The Mudcat Café TM
Thread #158878   Message #3890547
Posted By: Brian Peters
26-Nov-17 - 02:57 PM
Thread Name: folk process: tune evolution?
Subject: RE: folk process: tune evolution?
"I feel obligated to clear up a very common but extremely mistaken view that seems to be persisting here. In Biology "evolution" does not in any way imply "improvement" nor progression towards any higher form. That is simply not part of the theory as presently understood."

I think most participants here do understand that.

The conclusion of Sharp's 'pebble' analogy was that folksongs evolved towards a form "congenial to the taste of the community, and expressive of its feelings, aspirations, and ideals" which, as I suggested before, is in tune with the Darwinian idea of adaptiveness, with community taste acting as selection pressure. That, however, is the thing I feel will be the hardest to demonstrate, because of a lack of evidence of how rural singers and listeners of 100 or 200 years ago reacted to particular musical characteristics. We puzzle, for instance, over the fact that the most dreadful tales of tragedy or murder might be sung to the jauntiest of tunes. Again, modal tunes have always been popular in the folk revival partly if not mainly because they sound so different from the commercial music of the day, but we don't really know how singers in 1900 perceived the differences.   

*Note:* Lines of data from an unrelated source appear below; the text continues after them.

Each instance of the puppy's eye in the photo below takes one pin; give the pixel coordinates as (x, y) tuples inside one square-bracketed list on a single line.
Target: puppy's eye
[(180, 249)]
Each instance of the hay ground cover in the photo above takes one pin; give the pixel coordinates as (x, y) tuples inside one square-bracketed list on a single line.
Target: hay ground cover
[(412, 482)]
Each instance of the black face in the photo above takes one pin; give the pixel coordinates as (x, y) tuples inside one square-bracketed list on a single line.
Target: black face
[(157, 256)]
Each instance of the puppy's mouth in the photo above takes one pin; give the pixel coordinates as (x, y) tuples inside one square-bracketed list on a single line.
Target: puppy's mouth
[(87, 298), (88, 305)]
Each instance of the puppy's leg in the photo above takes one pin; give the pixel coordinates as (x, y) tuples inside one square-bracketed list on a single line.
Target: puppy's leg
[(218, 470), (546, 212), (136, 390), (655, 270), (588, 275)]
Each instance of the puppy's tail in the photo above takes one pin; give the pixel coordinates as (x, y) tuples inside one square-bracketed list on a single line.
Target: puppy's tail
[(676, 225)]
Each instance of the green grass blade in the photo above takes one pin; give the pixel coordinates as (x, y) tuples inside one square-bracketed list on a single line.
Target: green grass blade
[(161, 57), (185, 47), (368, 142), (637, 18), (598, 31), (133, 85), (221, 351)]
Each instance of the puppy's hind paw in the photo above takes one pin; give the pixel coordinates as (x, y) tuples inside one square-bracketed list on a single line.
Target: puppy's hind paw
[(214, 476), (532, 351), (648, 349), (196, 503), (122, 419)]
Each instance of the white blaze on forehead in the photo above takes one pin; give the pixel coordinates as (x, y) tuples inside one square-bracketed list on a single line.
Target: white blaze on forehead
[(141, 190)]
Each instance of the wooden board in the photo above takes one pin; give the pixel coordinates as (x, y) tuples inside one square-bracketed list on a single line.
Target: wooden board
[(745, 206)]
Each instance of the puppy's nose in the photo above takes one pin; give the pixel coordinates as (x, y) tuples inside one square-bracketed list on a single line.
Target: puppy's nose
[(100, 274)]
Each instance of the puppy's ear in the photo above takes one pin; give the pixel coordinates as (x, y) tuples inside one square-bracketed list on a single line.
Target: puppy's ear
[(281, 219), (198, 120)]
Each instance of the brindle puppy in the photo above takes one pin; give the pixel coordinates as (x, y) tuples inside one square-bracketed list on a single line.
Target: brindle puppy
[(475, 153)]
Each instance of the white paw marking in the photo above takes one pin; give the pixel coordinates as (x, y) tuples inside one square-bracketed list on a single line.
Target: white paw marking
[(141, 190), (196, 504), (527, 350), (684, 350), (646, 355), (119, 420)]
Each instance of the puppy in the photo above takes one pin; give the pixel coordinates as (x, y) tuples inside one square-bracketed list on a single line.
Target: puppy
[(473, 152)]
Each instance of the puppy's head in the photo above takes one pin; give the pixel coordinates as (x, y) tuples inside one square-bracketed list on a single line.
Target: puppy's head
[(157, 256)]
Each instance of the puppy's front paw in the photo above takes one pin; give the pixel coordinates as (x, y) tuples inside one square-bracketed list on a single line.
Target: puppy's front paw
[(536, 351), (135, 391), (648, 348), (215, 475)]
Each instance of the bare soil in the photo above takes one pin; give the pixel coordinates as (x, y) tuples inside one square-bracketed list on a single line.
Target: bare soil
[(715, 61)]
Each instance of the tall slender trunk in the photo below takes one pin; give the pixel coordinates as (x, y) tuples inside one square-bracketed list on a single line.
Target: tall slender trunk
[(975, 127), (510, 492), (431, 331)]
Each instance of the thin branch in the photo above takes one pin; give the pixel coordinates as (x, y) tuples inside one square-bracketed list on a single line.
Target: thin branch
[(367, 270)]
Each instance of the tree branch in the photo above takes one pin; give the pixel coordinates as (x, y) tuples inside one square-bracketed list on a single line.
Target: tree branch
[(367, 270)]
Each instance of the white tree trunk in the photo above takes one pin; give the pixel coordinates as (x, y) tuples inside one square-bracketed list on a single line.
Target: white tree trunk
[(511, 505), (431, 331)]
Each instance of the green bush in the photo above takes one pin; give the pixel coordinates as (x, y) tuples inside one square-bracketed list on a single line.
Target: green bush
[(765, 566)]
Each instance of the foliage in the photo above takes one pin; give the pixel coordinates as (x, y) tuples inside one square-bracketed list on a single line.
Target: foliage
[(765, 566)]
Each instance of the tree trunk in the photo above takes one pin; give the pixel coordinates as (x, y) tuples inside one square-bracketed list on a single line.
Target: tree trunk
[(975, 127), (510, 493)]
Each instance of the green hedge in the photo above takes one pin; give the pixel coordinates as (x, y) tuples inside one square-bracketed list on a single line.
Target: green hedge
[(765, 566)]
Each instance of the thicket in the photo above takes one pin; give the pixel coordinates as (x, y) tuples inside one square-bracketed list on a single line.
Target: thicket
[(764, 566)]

Sharp goes on: "Those tune-variations which appeal to the community, will be perpetuated as against those which attract the individual only. The nature of that appeal may be of two kinds. It may be an appeal to the sense of beauty i.e., aesthetic in character; or, it may be an appeal to the understanding, i.e., expressive in character."

Here he was suggesting (and, to be fair, he did admit that he was speculating) that aesthetics were a key adaptive characteristic, and thus the argument gets muddled with the very value judgements that you as a biologist want to steer clear of.

I don't disagree with any of your latest post, Pamela. Your paragraph beginning "Of course that's not the really interesting part of the conversation..." addresses exactly the kind of issues I've been trying to raise.